Adamant: Hardest metal
Tuesday, December 31, 2002

OPEC poised to raise output

Tuesday, December 31, 2002 Posted: 8:11 AM HKT (0011 GMT)

LONDON (Reuters) -- OPEC will raise oil output quotas in mid-January in a bid to contain a price surge that has lifted crude to a two-year high, a senior OPEC delegate said on Monday.

The oil producers' cartel will trigger at least an extra 500,000 barrels a day, or 2.0 percent, under a mechanism that stipulates supplies be raised if prices for a basket of OPEC crudes stay over $28 a barrel for 20 days, the delegate told Reuters.

"There is a clear commitment that the mechanism will be implemented immediately," said the delegate.

"The 500,000 barrels a day is for sure. More than that is subject to ministerial consultations which are already underway."

The comments undercut oil prices that had hit a fresh two-year peak in Monday trade as dealers bet on a U.S. attack against Iraq in the New Year.

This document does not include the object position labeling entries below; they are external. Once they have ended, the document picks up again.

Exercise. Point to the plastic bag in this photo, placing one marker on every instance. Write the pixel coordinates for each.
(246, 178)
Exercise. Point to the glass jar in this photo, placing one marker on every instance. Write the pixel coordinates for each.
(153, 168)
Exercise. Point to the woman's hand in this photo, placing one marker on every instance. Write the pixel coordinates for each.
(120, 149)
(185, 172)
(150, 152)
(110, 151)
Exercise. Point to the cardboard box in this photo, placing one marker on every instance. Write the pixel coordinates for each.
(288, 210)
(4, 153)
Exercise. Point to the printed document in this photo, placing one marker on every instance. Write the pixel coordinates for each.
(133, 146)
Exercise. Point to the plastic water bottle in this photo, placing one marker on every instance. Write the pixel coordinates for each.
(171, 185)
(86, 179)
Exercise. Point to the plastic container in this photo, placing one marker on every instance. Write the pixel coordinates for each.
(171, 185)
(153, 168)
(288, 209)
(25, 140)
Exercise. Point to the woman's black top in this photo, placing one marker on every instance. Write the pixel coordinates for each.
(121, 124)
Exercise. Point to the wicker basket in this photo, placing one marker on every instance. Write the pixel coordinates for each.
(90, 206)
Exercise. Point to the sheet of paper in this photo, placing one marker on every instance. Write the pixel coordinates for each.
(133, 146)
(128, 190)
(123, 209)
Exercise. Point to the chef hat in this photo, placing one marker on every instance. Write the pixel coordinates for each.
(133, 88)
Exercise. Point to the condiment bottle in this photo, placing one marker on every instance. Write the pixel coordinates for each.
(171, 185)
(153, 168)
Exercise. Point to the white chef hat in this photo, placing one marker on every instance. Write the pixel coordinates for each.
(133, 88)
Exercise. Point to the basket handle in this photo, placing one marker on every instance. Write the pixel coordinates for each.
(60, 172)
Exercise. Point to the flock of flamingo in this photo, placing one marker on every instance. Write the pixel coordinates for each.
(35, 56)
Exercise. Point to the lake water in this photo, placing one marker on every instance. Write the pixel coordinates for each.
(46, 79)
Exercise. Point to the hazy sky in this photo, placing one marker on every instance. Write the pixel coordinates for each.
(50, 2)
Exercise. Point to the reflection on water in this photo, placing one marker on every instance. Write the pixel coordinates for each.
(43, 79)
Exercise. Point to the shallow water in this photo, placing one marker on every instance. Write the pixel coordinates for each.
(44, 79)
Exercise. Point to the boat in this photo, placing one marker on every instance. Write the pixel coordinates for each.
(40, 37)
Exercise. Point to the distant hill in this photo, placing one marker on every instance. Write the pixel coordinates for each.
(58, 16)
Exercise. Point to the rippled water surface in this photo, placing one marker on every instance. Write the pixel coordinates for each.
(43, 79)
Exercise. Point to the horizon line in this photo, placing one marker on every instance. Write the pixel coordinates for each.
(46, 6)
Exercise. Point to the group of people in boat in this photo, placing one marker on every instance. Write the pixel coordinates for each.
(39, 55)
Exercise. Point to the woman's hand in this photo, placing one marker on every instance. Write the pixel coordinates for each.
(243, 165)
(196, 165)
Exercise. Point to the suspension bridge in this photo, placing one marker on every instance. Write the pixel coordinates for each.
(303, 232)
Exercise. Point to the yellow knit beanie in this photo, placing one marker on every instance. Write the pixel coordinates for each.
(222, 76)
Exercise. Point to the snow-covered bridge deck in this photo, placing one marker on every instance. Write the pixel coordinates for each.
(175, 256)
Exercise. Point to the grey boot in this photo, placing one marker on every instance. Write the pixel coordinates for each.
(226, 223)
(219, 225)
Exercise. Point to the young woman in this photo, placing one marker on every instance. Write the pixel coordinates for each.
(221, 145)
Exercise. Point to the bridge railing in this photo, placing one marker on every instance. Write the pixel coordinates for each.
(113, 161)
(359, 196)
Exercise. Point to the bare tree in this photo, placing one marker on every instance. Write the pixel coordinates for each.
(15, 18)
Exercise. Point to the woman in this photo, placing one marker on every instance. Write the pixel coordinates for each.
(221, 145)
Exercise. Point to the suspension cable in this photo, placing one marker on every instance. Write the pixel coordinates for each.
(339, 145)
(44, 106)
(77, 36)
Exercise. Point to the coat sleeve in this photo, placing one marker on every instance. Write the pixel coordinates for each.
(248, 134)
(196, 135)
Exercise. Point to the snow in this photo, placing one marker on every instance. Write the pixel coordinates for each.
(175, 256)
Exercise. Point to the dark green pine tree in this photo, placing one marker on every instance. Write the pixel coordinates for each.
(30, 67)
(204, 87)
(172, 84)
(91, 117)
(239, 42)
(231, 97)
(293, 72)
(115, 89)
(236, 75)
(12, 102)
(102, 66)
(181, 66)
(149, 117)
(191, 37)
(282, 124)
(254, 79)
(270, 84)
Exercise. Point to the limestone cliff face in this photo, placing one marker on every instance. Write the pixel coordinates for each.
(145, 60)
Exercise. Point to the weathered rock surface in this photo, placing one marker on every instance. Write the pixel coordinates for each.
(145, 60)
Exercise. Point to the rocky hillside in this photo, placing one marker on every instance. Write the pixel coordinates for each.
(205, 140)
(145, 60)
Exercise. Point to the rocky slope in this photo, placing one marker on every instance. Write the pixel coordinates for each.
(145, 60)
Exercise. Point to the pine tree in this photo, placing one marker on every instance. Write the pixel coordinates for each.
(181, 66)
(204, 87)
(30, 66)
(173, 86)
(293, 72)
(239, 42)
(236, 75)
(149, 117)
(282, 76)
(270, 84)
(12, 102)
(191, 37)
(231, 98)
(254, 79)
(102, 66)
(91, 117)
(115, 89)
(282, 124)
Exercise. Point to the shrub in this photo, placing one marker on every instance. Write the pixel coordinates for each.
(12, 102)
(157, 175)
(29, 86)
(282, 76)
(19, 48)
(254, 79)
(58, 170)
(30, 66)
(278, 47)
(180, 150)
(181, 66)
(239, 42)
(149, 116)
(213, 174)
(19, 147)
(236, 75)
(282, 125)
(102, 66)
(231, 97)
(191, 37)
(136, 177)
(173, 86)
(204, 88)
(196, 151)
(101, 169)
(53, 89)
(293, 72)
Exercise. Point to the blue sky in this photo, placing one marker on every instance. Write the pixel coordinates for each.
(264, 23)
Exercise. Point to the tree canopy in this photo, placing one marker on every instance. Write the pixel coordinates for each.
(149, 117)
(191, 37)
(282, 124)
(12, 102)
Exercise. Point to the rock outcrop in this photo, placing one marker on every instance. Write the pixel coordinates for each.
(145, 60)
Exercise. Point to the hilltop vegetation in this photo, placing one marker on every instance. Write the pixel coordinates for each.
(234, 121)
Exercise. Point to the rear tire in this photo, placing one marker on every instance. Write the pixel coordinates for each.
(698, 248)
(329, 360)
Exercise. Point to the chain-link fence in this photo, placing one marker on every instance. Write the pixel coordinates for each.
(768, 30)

Output from OPEC member Venezuela is near to a standstill because of four-week-old strike with no sign that President Hugo Chavez will be meet opposition demands for an early election.

Prices settle

U.S. crude reached $33.65 a barrel and Brent touched $31.02 before the OPEC news triggered heavy profit-taking. Brent ended down 50 cents on the day at $29.67 and U.S. crude settled Monday at $31.37.

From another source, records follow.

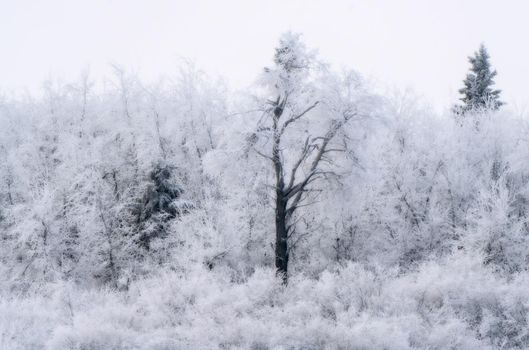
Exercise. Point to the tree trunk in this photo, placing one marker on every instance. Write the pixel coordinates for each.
(281, 251)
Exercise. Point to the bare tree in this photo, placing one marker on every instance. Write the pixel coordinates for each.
(294, 178)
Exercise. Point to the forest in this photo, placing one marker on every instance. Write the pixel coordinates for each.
(309, 211)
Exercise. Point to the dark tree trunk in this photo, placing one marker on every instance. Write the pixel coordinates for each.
(281, 249)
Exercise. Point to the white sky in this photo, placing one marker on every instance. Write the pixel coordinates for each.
(418, 44)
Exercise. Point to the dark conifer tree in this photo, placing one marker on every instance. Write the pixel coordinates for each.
(477, 91)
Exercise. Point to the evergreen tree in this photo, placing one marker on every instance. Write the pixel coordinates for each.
(478, 92)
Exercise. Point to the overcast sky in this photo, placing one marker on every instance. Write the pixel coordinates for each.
(416, 44)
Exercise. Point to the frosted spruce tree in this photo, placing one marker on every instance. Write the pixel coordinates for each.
(478, 92)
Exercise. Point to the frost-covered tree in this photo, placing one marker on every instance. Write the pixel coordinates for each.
(478, 92)
(298, 101)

OPEC's crude basket was last valued at more than $31 a barrel and, unless prices fall sharply, will have stayed over $28 for 20 working days by January 15.

The OPEC delegate said oil ministers would not necessarily have to hold an emergency meeting to raise output quotas by more than the minimum 500,000 bpd.

"If they want to do more than that they can agree the volume by phone," he said.

Ministers in December raised output quotas by 1.3 million barrels a day to 23 million bpd from January 1 in a bid to legitimise quota-busting that means actual output has been running at some 24.5 million bpd.

What impact higher quotas will have on prices remains to be seen.

Of the 10 countries bound by quotas, only OPEC's leading producer Saudi Arabia and its Gulf ally the United Arab Emirates have any significant spare capacity.